Adrian Dworakowski, źródło: Informacja własna
oglądalność: (11483) komentarze: (17)

Komentowanie jest możliwe tylko po zalogowaniu

Zaloguj się

wątki wyłączone

Komentarze

  • Wojciechowski profesor
    @Kolos

    A to ja, przyznaję, takich wyników nie znam. Czy są gdzieś w internecie? Baza p. Kwiecińskiego takiego skoku nie zna, za to z innych jeszcze źródeł (np. ówczesna nasza prasa, także znane mi gazety szwajcarskie, szczególnie wówczas zainteresowane z powodu wielkiej formy Zünda) mam informacje, że punktowane były próby Gebstedta na 168 i 190 m. Może skoczył 194 m w treningu? Tylko dlaczego tak trudno na to trafić? Chociażby KOP na swoich stronach pisze, że najdłuższe skoki w Planicy w 1991 to 191 m Zünda i Kiesewettera (oraz nieustanych 196 m tego drugiego), a Szwajcar dostał od nich stosowny puchar? Jakiś spisek wobec Gebstedta chyba musiałby istnieć, i to wieczny, żeby umyślnie go pominęli.
    Nigdzie nie znalazłem informacji o rzekomym skoku Niemca na 194 m oprócz bazy Koizumiego, w której znaleźć można czasem błędy.

  • Mario bywalec
    Jest kilka literówek, ale ogólnie tekst przyjemnie się czytało

    I jeszcze jedno. Całe mistrzostwa to jeden, czteroseryjny konkurs. Jakoś mnie tak kłuje w oczy jak widzę konkurs piątkowy i drugi konkurs - sobotni.

  • Kolos profesor
    Wojciechowski

    194 m Gebstedta widnieje w oficjalnych wynikach zawodów. Nic nie wskazuje by był to skok z upadkiem, a jednak prawie nigdzie nie ujmuje się tego skoku na liście rekordów.

  • anonim
    Błąd

    Małysz w 2002 w 1 serii skoczył wtedy 184m a nie 185.

  • skokib doświadczony
    @Nowyskoczek5;

    Myślę, że Harrachov powróci do PŚ w sezonie 2018/2019. A w 2024 roku na Certaku pewnie kolejne MŚ w lotach.

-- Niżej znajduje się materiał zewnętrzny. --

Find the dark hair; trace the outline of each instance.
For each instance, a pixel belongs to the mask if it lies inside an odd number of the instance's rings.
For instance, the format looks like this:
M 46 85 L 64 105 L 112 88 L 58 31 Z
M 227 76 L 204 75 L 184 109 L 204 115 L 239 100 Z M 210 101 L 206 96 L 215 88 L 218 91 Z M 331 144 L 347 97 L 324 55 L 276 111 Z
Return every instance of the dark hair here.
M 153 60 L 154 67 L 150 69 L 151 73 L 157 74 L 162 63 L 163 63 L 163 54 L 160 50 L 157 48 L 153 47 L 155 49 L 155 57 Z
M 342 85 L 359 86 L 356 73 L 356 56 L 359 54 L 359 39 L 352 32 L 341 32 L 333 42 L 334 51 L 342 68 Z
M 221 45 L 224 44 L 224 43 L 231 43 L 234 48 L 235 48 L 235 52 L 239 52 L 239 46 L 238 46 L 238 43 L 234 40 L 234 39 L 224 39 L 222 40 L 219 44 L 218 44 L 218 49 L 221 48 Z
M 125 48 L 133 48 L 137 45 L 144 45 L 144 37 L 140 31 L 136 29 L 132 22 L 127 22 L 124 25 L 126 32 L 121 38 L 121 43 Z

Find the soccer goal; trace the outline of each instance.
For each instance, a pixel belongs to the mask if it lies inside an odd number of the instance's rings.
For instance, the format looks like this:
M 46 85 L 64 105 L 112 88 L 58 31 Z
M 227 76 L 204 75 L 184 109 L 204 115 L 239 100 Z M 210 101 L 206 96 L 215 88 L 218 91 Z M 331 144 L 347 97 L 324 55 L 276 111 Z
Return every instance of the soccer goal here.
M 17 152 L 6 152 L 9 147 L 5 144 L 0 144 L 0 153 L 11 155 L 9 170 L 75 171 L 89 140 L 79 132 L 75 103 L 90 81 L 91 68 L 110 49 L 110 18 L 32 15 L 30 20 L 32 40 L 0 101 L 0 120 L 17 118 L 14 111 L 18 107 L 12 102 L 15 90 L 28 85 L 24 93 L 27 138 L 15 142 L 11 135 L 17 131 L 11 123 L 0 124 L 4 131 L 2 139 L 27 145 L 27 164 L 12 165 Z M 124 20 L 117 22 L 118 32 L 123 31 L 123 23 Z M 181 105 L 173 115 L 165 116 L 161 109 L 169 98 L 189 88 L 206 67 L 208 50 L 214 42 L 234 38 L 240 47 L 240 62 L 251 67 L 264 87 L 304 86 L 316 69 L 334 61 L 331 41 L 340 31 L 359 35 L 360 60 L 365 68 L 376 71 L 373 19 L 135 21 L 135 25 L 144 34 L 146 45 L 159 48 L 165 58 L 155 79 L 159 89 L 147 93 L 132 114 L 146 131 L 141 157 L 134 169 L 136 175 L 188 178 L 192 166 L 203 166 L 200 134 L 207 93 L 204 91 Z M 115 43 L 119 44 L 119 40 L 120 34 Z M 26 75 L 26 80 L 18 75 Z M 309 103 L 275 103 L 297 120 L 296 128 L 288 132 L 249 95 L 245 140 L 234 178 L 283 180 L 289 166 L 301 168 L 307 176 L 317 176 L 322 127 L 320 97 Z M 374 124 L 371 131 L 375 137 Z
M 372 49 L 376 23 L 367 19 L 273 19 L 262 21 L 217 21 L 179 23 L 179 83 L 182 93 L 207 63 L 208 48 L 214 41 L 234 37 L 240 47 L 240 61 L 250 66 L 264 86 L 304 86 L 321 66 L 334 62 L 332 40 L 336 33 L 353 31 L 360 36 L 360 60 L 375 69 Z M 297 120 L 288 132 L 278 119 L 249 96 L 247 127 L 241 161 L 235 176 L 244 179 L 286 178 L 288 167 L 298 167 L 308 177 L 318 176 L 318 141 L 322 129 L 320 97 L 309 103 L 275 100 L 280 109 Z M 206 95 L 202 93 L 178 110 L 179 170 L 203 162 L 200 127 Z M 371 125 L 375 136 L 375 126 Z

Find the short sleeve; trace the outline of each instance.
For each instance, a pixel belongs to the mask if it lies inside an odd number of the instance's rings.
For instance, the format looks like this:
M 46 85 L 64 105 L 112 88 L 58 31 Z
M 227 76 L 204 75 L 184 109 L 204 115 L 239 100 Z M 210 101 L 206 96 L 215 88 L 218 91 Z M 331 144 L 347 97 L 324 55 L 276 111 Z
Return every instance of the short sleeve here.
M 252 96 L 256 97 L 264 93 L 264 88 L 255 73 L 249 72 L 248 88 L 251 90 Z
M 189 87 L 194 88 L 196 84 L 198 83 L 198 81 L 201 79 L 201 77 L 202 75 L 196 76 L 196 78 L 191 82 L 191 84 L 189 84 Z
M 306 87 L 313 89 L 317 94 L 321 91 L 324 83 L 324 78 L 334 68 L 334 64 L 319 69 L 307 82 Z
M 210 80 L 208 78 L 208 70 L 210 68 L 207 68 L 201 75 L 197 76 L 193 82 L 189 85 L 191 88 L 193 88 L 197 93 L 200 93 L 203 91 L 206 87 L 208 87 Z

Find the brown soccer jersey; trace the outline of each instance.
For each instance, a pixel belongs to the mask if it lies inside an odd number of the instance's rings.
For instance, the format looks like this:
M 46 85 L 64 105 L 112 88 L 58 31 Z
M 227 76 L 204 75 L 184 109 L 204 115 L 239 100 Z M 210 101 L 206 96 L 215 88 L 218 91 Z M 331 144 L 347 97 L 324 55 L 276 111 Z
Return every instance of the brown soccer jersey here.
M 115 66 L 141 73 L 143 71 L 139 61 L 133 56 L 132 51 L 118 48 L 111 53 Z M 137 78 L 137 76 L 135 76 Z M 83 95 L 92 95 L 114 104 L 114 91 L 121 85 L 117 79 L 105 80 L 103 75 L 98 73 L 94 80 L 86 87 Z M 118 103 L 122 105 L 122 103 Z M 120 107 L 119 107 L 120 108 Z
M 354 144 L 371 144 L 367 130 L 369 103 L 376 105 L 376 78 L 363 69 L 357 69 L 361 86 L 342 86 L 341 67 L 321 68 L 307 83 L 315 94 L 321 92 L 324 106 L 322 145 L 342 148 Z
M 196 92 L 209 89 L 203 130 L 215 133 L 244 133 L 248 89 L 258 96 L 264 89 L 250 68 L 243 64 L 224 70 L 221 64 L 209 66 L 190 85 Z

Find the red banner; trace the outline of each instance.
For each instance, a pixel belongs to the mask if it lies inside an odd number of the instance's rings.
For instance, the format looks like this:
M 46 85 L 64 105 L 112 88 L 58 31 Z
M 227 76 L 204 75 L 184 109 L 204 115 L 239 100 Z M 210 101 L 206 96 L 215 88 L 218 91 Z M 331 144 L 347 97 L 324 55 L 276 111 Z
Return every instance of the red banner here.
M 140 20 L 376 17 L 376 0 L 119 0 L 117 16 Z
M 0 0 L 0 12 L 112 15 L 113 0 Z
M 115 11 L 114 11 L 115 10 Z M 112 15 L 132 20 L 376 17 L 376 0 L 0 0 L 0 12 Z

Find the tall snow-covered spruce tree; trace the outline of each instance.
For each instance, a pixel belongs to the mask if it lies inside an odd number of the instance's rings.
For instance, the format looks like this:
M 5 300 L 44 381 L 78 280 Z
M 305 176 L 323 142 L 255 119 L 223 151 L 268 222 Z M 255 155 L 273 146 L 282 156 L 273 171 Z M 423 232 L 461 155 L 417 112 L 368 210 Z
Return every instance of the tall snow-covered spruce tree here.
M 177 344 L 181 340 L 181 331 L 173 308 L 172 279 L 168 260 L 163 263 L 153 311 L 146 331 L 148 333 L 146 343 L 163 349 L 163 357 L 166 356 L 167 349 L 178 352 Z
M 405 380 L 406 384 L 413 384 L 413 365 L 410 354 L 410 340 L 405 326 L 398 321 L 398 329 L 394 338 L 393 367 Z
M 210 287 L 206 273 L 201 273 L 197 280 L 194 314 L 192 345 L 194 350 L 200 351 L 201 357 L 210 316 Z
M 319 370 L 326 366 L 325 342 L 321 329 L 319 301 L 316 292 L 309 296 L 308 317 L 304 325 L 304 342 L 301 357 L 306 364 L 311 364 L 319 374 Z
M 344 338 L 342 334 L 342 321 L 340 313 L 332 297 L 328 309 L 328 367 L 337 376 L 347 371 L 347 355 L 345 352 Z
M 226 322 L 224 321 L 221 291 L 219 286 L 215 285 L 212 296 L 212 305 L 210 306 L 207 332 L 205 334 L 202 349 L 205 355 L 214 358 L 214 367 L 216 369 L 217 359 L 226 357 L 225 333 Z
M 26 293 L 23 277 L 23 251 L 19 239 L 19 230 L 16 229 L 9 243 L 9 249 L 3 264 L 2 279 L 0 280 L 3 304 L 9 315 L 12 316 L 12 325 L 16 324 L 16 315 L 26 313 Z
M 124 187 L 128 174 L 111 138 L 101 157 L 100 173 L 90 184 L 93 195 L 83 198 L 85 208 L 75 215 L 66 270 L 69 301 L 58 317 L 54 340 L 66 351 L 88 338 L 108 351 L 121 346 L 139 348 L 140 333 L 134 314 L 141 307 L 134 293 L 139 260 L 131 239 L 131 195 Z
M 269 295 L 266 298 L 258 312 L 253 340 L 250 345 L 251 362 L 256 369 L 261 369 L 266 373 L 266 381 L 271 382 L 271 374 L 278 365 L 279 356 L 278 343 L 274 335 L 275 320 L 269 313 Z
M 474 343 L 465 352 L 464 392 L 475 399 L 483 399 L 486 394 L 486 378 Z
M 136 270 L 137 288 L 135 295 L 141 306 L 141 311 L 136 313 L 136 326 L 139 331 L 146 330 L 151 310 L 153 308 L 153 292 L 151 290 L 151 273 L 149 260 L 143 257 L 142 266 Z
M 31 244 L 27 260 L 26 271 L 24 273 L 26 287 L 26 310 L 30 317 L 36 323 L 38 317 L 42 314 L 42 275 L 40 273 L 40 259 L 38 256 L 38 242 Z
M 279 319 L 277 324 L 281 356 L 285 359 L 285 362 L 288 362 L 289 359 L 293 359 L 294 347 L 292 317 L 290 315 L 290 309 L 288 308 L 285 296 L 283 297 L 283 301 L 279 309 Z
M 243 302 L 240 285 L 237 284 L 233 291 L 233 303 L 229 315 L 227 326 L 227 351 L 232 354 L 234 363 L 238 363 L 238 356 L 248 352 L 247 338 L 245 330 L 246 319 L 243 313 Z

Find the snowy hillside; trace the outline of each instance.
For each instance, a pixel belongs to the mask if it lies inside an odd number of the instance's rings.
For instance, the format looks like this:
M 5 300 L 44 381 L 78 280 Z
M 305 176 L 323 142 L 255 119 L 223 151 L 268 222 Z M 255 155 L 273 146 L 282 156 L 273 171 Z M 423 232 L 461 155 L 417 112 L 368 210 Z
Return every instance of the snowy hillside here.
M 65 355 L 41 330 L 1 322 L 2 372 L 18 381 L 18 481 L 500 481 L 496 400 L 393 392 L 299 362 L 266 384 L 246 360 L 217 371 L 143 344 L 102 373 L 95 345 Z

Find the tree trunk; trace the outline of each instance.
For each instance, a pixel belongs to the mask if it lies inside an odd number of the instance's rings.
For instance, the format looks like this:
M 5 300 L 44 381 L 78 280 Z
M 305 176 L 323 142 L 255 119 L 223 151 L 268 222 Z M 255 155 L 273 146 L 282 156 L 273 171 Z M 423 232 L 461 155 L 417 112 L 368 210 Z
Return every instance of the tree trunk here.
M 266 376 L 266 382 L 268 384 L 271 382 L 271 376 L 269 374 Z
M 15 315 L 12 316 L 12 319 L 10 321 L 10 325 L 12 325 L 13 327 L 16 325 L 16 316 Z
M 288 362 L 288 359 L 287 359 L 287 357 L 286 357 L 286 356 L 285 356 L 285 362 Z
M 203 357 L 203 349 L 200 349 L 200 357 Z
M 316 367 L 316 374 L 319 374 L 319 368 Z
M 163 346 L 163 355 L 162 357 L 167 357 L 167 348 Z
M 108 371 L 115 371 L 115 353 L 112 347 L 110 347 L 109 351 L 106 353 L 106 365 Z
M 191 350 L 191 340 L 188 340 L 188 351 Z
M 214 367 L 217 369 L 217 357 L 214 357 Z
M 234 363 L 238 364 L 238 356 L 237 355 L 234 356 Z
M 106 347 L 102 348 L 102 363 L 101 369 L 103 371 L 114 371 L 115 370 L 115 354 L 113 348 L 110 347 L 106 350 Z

  • Wojciechowski profesor
    @xcxcx cd.

    Oj, ucięło, przepraszam.

    (...) Jednym słowem nie ma żadnej potwierdzonej i wiarygodnej informacji, żeby w stylu równoległym ktokolwiek skoczył dalej od Polaka. Stary sposób skakania przeszedł do lamusa w zasadzie całkowicie z początkiem sezonu 1992/1993, skakali tak jedynie zawodnicy bardzo słabi, którzy nie byli w stanie się przestawić lub po prostu nawet takiej próby nie podjęli (zdumienie wzbudzał np. na TCS 1992/1993 Jarosław Mądry, który zaprezentował się jeszcze klasycznie).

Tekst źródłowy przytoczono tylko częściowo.